When your data security administrators review DLP incidents to review sensitive data snippets, Enterprise Data Loss Prevention (E-DLP) now generates an audit log to provide complete visibility into who accessed this information and when. This enables compliance monitoring and to adhere to data governance requirements when performing an audit.

Audit Logging for Snippet Access captures essential details including user identity, access timestamps, and the specific incident ID accessed. The audit logs exclude the actual snippet accessed to maintain data security while providing the accountability trail you need for compliance reporting.

Audit Logging for Snippet Access satisfies regulatory requirements that mandate tracking access to sensitive information. It demonstrates to auditors that your organization maintains proper data governance controls, and can detect unusual access patterns that might indicate insider threats or compromised accounts. The audit log generation occurs transparently without impacting your incident response workflow or requiring additional steps from your security analysts.

Organizations operating under strict compliance frameworks particularly benefit from this feature as it transforms incident response activities from potential compliance liabilities into documented evidence of responsible data handling. Your data security administrators gain the ability to produce detailed access reports for compliance audits, investigate potential data breaches involving snippet access, and establish clear accountability for sensitive data exposure during incident investigations. The automated nature of the logging ensures consistent record-keeping without relying on manual processes that are prone to gaps or errors in high-pressure incident response scenarios.

Enterprise Data Loss Prevention (E-DLP) now automatically provisions and enables Exact Data Matching (EDM) on your Enterprise DLP tenant when your data security administrator enables the service on Strata Cloud Manager . Automating EDM enablement for your Enterprise DLP tenant streamles the deployment process significantly and eliminates the workflow bottlenecks where you had to wait for manual enablement by Palo Alto Networks to help significantly reduce Enterprise DLP deployment times. The automated enablement process allows your data security administrators to rapidly deploy Enterprise DLP to protect specific sensitive data records such as customer databases, employee information, or proprietary datasets with pinpoint accuracy. Automating EDM enablement ensures that your data security administrators can quickly safeguard your organization from data exfiltration and that they can quickly respond to emerging data protection requirements while maintaining precise control over sensitive information without the operational overhead of manual provisioning workflows.

Enterprise Data Loss Prevention (E-DLP) introduced new app support for the following:

• New GenAI App Support

  Enterprise DLP now supports the following new GenAI app:

  • Perplexity

• Expanded File Size Support for Existing Apps

  Enterprise DLP now supports large file inspection for the following apps:

  • Apple iCloud Uploading

  • DocSend

  • Freshdesk

  • GitHub Uploading

  • Google Photos Uploading

The Enterprise Data Loss Prevention (E-DLP) Unified Incident Manager now displays the proximity keywords that generated a high confidence traffic match.
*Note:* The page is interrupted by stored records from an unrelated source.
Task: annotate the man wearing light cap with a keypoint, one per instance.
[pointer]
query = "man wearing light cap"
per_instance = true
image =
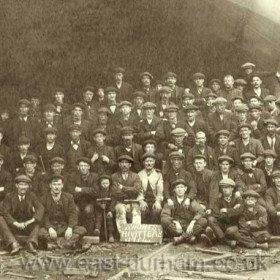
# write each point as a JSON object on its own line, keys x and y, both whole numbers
{"x": 23, "y": 213}
{"x": 151, "y": 192}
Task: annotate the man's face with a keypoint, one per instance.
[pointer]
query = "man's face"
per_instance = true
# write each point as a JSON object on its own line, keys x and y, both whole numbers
{"x": 149, "y": 163}
{"x": 23, "y": 110}
{"x": 250, "y": 201}
{"x": 228, "y": 82}
{"x": 225, "y": 166}
{"x": 176, "y": 163}
{"x": 125, "y": 109}
{"x": 50, "y": 137}
{"x": 77, "y": 112}
{"x": 146, "y": 81}
{"x": 56, "y": 186}
{"x": 83, "y": 168}
{"x": 271, "y": 129}
{"x": 124, "y": 165}
{"x": 180, "y": 190}
{"x": 223, "y": 140}
{"x": 199, "y": 164}
{"x": 220, "y": 107}
{"x": 139, "y": 101}
{"x": 256, "y": 82}
{"x": 22, "y": 188}
{"x": 59, "y": 96}
{"x": 150, "y": 148}
{"x": 88, "y": 95}
{"x": 199, "y": 82}
{"x": 245, "y": 132}
{"x": 30, "y": 166}
{"x": 102, "y": 118}
{"x": 269, "y": 160}
{"x": 99, "y": 138}
{"x": 171, "y": 81}
{"x": 118, "y": 77}
{"x": 57, "y": 168}
{"x": 247, "y": 163}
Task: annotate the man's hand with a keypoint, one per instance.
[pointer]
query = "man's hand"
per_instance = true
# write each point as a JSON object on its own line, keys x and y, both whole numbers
{"x": 94, "y": 157}
{"x": 170, "y": 202}
{"x": 105, "y": 159}
{"x": 143, "y": 206}
{"x": 68, "y": 233}
{"x": 189, "y": 230}
{"x": 52, "y": 233}
{"x": 157, "y": 206}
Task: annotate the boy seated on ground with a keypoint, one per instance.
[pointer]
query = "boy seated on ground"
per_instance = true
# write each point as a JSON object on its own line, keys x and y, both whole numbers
{"x": 226, "y": 211}
{"x": 181, "y": 222}
{"x": 253, "y": 223}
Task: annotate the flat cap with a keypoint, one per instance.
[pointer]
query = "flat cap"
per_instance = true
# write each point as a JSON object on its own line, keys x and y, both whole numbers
{"x": 240, "y": 82}
{"x": 111, "y": 89}
{"x": 83, "y": 159}
{"x": 24, "y": 102}
{"x": 178, "y": 132}
{"x": 127, "y": 130}
{"x": 148, "y": 155}
{"x": 227, "y": 182}
{"x": 24, "y": 140}
{"x": 149, "y": 105}
{"x": 271, "y": 121}
{"x": 247, "y": 155}
{"x": 270, "y": 98}
{"x": 225, "y": 158}
{"x": 125, "y": 103}
{"x": 146, "y": 74}
{"x": 250, "y": 193}
{"x": 29, "y": 158}
{"x": 269, "y": 153}
{"x": 50, "y": 130}
{"x": 172, "y": 108}
{"x": 57, "y": 160}
{"x": 223, "y": 132}
{"x": 178, "y": 182}
{"x": 103, "y": 110}
{"x": 248, "y": 65}
{"x": 75, "y": 127}
{"x": 125, "y": 157}
{"x": 99, "y": 130}
{"x": 198, "y": 76}
{"x": 23, "y": 178}
{"x": 219, "y": 100}
{"x": 176, "y": 154}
This feature provides the specific context your data security administrators need to understand a high confidence detection. Administrators can now see exactly which proximity keywords appeared near sensitive data matches that triggered the high-confidence detection.
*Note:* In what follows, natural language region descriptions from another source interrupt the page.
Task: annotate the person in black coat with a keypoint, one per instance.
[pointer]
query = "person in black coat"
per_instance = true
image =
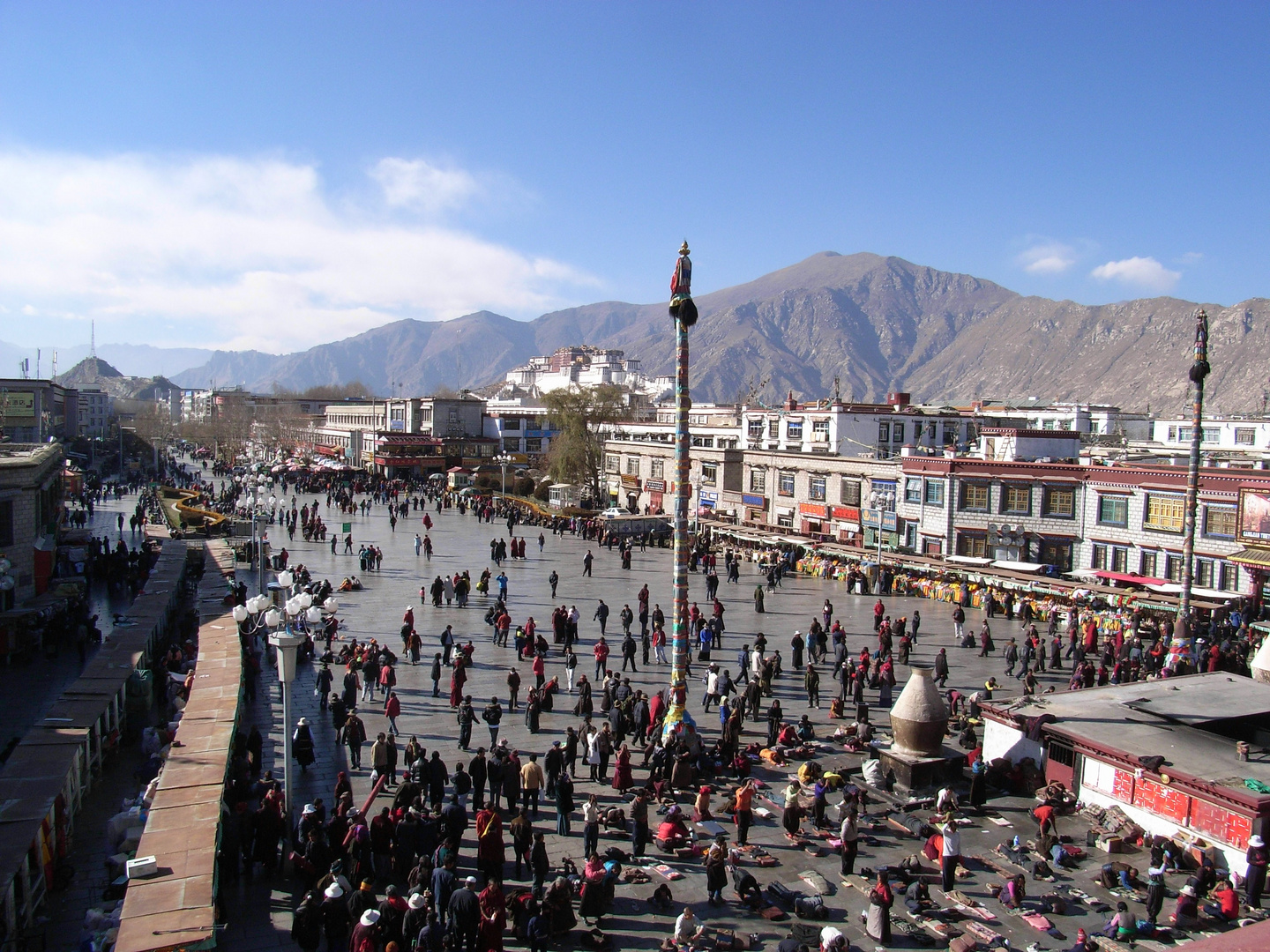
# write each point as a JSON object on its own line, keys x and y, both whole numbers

Your data security administrators can now see exactly which proximity keywords appeared near sensitive data matches that triggered the high confidence detection. When data security administrators review DLP incidents, Enterprise DLP displays the proximity keywords directly within the Matches within Data Profiles . This enables your data security administrators to quickly and more effectively triage incidents since they can immediately understand why a detection is high confidence based on the surrounding proximity keywords. Instead of manually reviewing entire documents to determine what elevated the alert priority, data security administrators can quickly validate high-priority exposures where sensitive data appears alongside risk-indicating language. This capability helps data security administrators focus their data security response efforts on genuinely critical detections while reducing time spent investigating high-confidence alerts, ultimately improving your data security posture and accuracy.